The entire mitochondrial DNA control region (mtDNA CR) and cytochrome b (cyt b)
genes were sequenced in 10 of the 11 extant species of gallopheasants (Lophura).
The cyt b from L. diardi and L. ignita showed unusual leucine-coding codons at
the expected terminal 3' end of the gene. Presence of conserved functional motifs in the
inferred amino acid sequences, conserved secondary structures of the flanking tRNAPro and
tRNAThr, and Southern hybridization concordantly suggest that these cyt b
represent functional mitochondrial genes and not nuclear transpositions. Functional stop codons can
be generated by RNA editing of the primary transcripts rom these sequences. Despite strong
site and domain substitution rate heterogeneity, CR and cyt b diverged at similar rates,
on average, and expressed congruent phylogenetic signals. Phylogenetic analyses of the
concatenated sequences split Lophura into five clades including (1) L. bulweri, (2)

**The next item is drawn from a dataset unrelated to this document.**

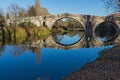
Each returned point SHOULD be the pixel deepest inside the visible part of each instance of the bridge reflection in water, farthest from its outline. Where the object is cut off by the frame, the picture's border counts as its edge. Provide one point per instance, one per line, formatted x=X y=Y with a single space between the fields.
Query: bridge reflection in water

L. diardi–L. ignita, (3) L. erythrophthalma–L. inornata,
(4) L. leucomelanos–L. nycthemera, and (5) L. swinhoii–L. edwardsi–L. hatinhensis.

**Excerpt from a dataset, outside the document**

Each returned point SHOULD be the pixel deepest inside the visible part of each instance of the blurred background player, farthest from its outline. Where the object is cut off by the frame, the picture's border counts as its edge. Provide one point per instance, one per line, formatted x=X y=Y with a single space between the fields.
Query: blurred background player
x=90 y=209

Basal relationships among these clades, which include species distributed in continental South
East Asia and the Sundaland archipelago, were weakly resolved, suggesting the occurrence of rapid
cladogenic events in the early evolutionary history of Lophura. A conventional calibration
of mtDNA sequence divergence indicates a mid to late Pliocene evolution of the main clades
in Lophura, which could have diversified in allopatry in continental South East Asia.
Sundaland could have been colonized lately and independently by the different clades.
Consequently, cyclic changes in late Pleistocene climate and landscape might not have
increased rates of speciation in genus Lophura in Sundaland.